Grey had been convicted of the capital murder of 47 year old Thomas Arthur Bates who ran a newsagents at 176 Lea Bank Road in Edgbaston, Birmingham at 6.30 pm. on Saturday the 2nd of June 1962. It was a capital murder because the apparent motive was robbery, an empty cash box was found in the shop. Thomas and his mother, Louisa, lived above the shop and both were in the back room when Thomas heard the bell ring and went into the shop to answer it. His mother then heard a gunshot and rushed to her son’s aid. He had been shot once in the chest and died minutes later.

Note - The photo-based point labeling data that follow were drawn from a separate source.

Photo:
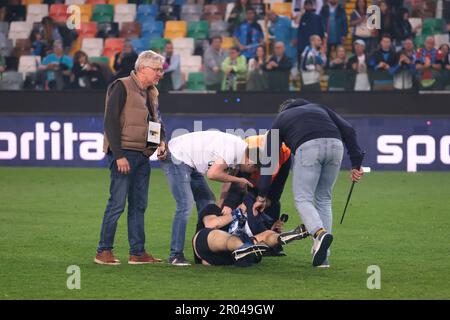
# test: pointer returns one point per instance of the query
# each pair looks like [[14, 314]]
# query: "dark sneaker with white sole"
[[297, 234], [179, 260], [247, 249], [323, 242]]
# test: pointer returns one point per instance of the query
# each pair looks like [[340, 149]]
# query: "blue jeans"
[[187, 185], [316, 166], [133, 185]]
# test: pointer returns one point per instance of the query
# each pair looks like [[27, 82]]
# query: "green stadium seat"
[[103, 13], [198, 30], [196, 81], [158, 44], [432, 26]]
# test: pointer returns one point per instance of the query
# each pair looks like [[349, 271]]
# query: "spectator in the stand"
[[404, 75], [257, 76], [385, 57], [238, 14], [340, 61], [249, 35], [281, 29], [234, 68], [358, 64], [312, 62], [429, 65], [360, 29], [172, 73], [387, 20], [124, 61], [213, 58], [55, 69], [336, 27], [309, 23], [444, 48], [37, 44], [278, 69], [402, 28], [85, 74]]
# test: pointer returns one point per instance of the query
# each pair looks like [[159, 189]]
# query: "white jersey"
[[201, 149]]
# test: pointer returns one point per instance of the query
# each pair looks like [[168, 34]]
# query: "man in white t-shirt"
[[218, 155]]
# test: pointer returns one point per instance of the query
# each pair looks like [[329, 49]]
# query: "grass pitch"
[[50, 219]]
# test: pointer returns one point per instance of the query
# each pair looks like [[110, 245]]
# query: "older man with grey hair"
[[133, 132]]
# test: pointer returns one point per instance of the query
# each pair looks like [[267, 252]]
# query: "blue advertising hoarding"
[[391, 143]]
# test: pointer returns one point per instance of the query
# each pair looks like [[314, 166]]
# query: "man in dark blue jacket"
[[335, 24], [314, 133], [310, 24]]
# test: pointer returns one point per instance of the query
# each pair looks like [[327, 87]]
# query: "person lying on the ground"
[[213, 243]]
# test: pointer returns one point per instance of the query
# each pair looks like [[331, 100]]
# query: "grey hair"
[[148, 58]]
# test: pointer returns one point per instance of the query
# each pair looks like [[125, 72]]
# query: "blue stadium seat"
[[152, 28], [146, 12]]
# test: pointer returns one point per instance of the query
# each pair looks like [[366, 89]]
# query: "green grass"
[[50, 219]]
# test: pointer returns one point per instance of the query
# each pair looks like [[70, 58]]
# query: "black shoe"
[[296, 234]]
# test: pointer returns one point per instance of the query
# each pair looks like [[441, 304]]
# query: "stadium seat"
[[88, 30], [152, 28], [214, 12], [175, 29], [58, 12], [4, 27], [113, 46], [28, 64], [103, 13], [6, 47], [19, 30], [29, 2], [146, 12], [117, 2], [191, 12], [93, 47], [108, 30], [169, 12], [190, 64], [96, 2], [22, 48], [77, 2], [227, 43], [35, 12], [15, 13], [158, 44], [282, 8], [196, 81], [130, 30], [183, 46], [198, 30], [432, 26], [140, 44], [440, 39], [219, 28], [11, 80], [124, 13], [86, 12]]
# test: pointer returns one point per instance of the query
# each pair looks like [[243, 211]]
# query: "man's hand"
[[356, 175], [226, 210], [123, 166], [161, 152], [259, 205]]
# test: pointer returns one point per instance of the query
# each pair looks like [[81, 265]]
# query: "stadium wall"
[[407, 143]]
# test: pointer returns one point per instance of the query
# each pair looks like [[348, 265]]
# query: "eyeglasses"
[[158, 70]]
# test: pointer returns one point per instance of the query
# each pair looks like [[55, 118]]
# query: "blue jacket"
[[310, 24], [341, 21]]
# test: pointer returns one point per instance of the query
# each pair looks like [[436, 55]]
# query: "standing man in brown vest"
[[133, 132]]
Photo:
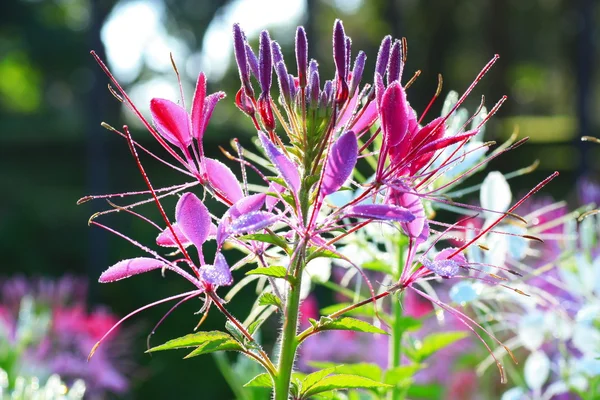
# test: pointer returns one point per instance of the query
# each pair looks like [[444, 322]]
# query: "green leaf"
[[367, 310], [321, 253], [342, 381], [402, 375], [350, 324], [195, 340], [317, 376], [275, 271], [377, 265], [255, 325], [366, 370], [409, 323], [267, 238], [428, 391], [269, 299], [262, 380], [432, 343]]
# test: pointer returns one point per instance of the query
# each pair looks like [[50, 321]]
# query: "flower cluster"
[[46, 330], [314, 136]]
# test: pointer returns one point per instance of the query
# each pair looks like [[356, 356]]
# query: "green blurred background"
[[53, 98]]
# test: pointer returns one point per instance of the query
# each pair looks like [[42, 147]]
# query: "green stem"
[[395, 356], [289, 343]]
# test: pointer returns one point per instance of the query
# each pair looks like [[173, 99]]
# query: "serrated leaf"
[[366, 370], [275, 271], [194, 340], [224, 345], [262, 380], [269, 299], [266, 238], [433, 343], [402, 375], [351, 324], [343, 381], [317, 376]]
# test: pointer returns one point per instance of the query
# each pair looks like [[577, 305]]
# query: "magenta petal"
[[198, 107], [217, 274], [271, 201], [444, 268], [126, 268], [444, 254], [171, 121], [369, 115], [445, 142], [209, 106], [380, 212], [166, 239], [222, 179], [193, 219], [287, 169], [252, 222], [410, 201], [394, 115], [340, 163]]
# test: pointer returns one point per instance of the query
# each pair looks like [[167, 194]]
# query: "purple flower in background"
[[48, 322]]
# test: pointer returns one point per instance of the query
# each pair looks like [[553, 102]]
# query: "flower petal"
[[444, 268], [217, 274], [221, 178], [287, 169], [166, 239], [407, 199], [340, 163], [380, 212], [394, 116], [171, 121], [193, 219], [126, 268]]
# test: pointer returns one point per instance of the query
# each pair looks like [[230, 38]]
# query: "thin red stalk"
[[510, 210]]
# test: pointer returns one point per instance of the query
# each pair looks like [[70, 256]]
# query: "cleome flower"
[[314, 136]]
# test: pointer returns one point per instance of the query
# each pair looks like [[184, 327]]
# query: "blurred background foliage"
[[53, 98]]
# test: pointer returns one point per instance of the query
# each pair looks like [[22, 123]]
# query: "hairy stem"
[[395, 356]]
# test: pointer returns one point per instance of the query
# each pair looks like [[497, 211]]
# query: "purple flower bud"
[[284, 83], [340, 163], [293, 88], [252, 60], [339, 57], [265, 63], [383, 55], [239, 47], [395, 66], [314, 88], [301, 54], [286, 168], [328, 89], [277, 54], [348, 55], [313, 67], [357, 71]]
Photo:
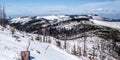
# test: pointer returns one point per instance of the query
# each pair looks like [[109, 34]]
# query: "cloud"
[[106, 7]]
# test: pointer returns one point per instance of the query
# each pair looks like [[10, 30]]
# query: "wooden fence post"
[[119, 54], [25, 55]]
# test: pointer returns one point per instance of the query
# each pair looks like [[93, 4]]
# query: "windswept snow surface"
[[24, 20], [106, 23], [10, 47]]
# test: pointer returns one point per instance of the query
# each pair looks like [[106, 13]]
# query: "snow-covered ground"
[[106, 23], [10, 47]]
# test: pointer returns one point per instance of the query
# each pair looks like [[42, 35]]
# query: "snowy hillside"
[[12, 46], [75, 33], [106, 23]]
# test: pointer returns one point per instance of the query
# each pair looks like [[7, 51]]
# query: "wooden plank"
[[25, 55]]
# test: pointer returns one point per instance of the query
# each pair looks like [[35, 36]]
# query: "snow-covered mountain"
[[98, 32]]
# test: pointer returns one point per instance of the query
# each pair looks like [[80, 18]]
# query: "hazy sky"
[[45, 7]]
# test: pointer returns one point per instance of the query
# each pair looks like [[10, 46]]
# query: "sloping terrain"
[[76, 33], [12, 44]]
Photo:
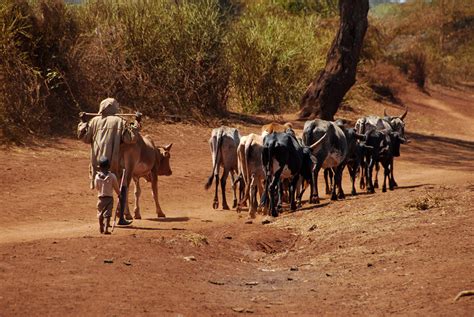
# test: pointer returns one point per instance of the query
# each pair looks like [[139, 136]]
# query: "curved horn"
[[361, 137], [317, 145], [404, 114]]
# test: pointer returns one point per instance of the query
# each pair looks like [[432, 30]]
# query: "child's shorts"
[[104, 206]]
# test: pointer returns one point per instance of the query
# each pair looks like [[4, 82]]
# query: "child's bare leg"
[[107, 225]]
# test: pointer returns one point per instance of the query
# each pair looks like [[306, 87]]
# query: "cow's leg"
[[275, 183], [215, 203], [336, 184], [393, 182], [234, 190], [340, 170], [154, 189], [253, 197], [223, 182], [138, 191], [352, 173], [281, 195], [377, 168], [293, 186], [299, 191], [314, 196], [328, 179], [363, 167], [242, 191], [261, 209], [128, 181], [386, 174], [370, 167]]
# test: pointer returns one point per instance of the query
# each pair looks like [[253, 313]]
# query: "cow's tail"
[[216, 160], [268, 176], [245, 169]]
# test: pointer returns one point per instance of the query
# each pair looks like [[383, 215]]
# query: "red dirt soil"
[[405, 252]]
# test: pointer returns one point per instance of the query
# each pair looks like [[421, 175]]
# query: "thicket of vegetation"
[[421, 41], [197, 58]]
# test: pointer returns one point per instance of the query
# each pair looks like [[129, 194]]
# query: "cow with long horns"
[[387, 123]]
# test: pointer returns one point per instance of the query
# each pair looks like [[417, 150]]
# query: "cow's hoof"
[[314, 200]]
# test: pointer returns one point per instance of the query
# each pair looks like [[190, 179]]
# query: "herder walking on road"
[[105, 132], [106, 183]]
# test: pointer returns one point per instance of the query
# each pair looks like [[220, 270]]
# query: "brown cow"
[[275, 127], [249, 155], [144, 159]]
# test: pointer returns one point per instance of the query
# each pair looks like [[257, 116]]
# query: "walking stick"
[[121, 204]]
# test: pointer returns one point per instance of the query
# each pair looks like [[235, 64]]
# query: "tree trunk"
[[326, 91]]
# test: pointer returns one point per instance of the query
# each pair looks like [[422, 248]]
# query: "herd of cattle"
[[279, 165]]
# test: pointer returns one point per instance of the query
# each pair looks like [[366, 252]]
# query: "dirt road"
[[406, 252]]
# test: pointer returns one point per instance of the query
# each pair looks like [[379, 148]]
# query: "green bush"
[[274, 57]]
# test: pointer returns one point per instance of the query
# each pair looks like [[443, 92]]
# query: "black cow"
[[284, 158], [332, 154], [354, 159], [381, 146], [355, 153]]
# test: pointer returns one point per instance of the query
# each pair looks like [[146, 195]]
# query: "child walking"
[[106, 183]]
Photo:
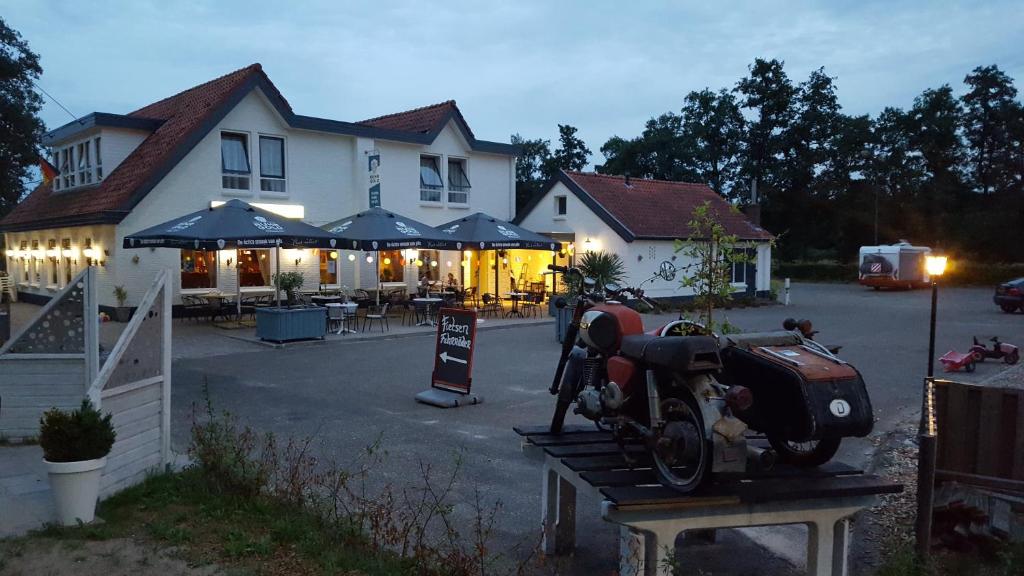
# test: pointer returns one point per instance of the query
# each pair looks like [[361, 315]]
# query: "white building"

Margaret Jean Bradley was walking down Lea Bank Road when she heard what she thought was a car backfire and then saw a pale coloured man running from the newsagents.
A massive police search ensued and ended four days after the murder when several men, including Grey were arrested in a swoop on Ladywood. Grey was arrested at his home in Cannon Hill Road, Edgbaston where he was seen outside reaching into a dustbin attempting to retrieve bullets from it. He appeared before magistrates the following day accused of stealing a pistol and ammunition from the room of 60 year old Hamilton Bacchus, in Handsworth. He admitted stealing the gun but denied using it. He was picked out in an identification parade by Cecelia Gibbs and charged with Thomas’ murder the following day.
Grey was tried at Birmingham Assizes, before Mr. Justice Paull, on the 10th to the 12th of October 1962. Grey pleaded not guilty. He claimed that he had sold the gun before the murder and also that he had an alibi. He had been with his father and a lady called Phyllis Shields. They agreed that they had all been for a drink together but could not confirm the exact time. The jury took just 15 minutes to convict Grey. His appeal was dismissed on October the 29th.

Christopher Simcox, a 55 year old double-murderer, would have been the last man to be hanged here.  He was scheduled for execution on Tuesday the 17th of March 1964, but was reprieved on the grounds that the injuries he had inflicted upon himself after the murders made it impossible to hang him humanely.  He had murdered his second wife in 1948 and had received the death sentence.  He was reprieved as were all prisoners at this time, when the death penalty was temporarily suspended and served ten years in prison.  On the 11th of November 1963, he shot his third wife, Ruby, who survived, her sister, Hilda Payton who sadly died and her husband who also survived.  He then turned the gun on himself.  Simcox died in 1981.

Winson Green also held Fred West who was charged together with his wife, Rosemary, with the murders of 12 people found buried in the garden of his home in Gloucestershire.  Fred West was found hanged in his cell where he was awaiting trial in 1995.

HMP Prison Birmingham remains in use today.